The legislative priority for the Senate after the financial bill given the limited amount of time remaining before midterm elections has been the subject of a tumultuous debate. The Senate must also consider President Obama's Supreme Court nominee to fill the seat of Justice John Paul Stevens, who is retiring in June.

Sens. John Kerry (D-Mass.), Lindsey Graham (R-S.C.) and Joe Lieberman (I-Conn.) were set to reveal a climate bill last week, but Graham pulled out at the last minute after Majority Leader Harry Reid (D-Nev.) indicated he would also move on immigration reform. Graham said Reid's actions were just a political ploy and would eliminate any chance of passing a climate and energy bill this year (E&E Daily, April 30). The House already passed an energy and climate bill last year, and the Senate Energy and Natural Resources Committee also passed an energy bill last year.

Neither the House nor the Senate has introduced or passed a comprehensive immigration bill.

Marchant Wentworth of the Union of Concerned Scientists, said he was not surprised by the poll's conclusion, "but it doesn't have much to do with the reality of the situation. The Senate could choose to turn on to anything they wanted to."

He added, "The Senate can do more than one thing at a time. ... We would like to tell both of them, Reid and Graham, work it out and move on with the Senate's business."

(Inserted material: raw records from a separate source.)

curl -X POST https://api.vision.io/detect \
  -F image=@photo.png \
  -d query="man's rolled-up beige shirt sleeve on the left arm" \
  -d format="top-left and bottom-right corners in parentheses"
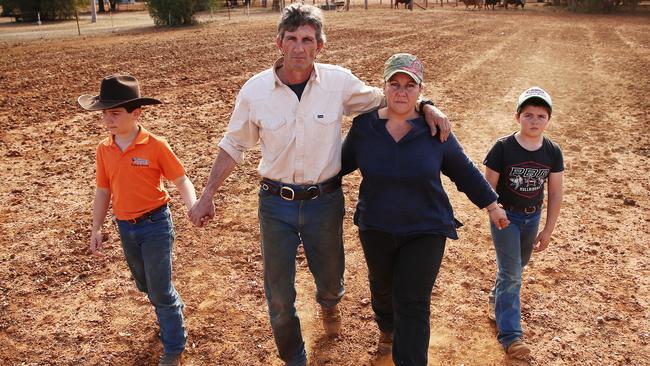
top-left (218, 91), bottom-right (259, 164)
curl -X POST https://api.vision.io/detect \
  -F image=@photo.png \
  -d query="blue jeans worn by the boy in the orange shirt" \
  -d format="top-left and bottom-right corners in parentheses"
top-left (116, 208), bottom-right (187, 354)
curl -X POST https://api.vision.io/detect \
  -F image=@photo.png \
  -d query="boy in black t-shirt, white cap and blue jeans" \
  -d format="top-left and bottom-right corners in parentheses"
top-left (483, 87), bottom-right (564, 358)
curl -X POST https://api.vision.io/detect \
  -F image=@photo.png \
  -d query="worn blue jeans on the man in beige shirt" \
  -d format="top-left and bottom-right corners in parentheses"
top-left (259, 188), bottom-right (345, 365)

Clean Air Watch President Frank O'Donnell said the poll's findings were not surprising either, given that it was conducted right after the Securities and Exchange Commission charged Goldman Sachs with fraud, and it was before the full extent of the Deepwater Horizon oil spill was discovered.

"The bottom line on the polling is that it reinforces the impression that the energy-climate issue is largely an inside-the-Beltway issue and that those calling for major change have not effectively reached audiences outside the Beltway," O'Donnell said.

"Both parties are struggling to figure out how to play the oil spill to their political advantage," he added. "The politics -- and the potential for demagoguery -- are much more obvious in the cases of financial reform and immigration."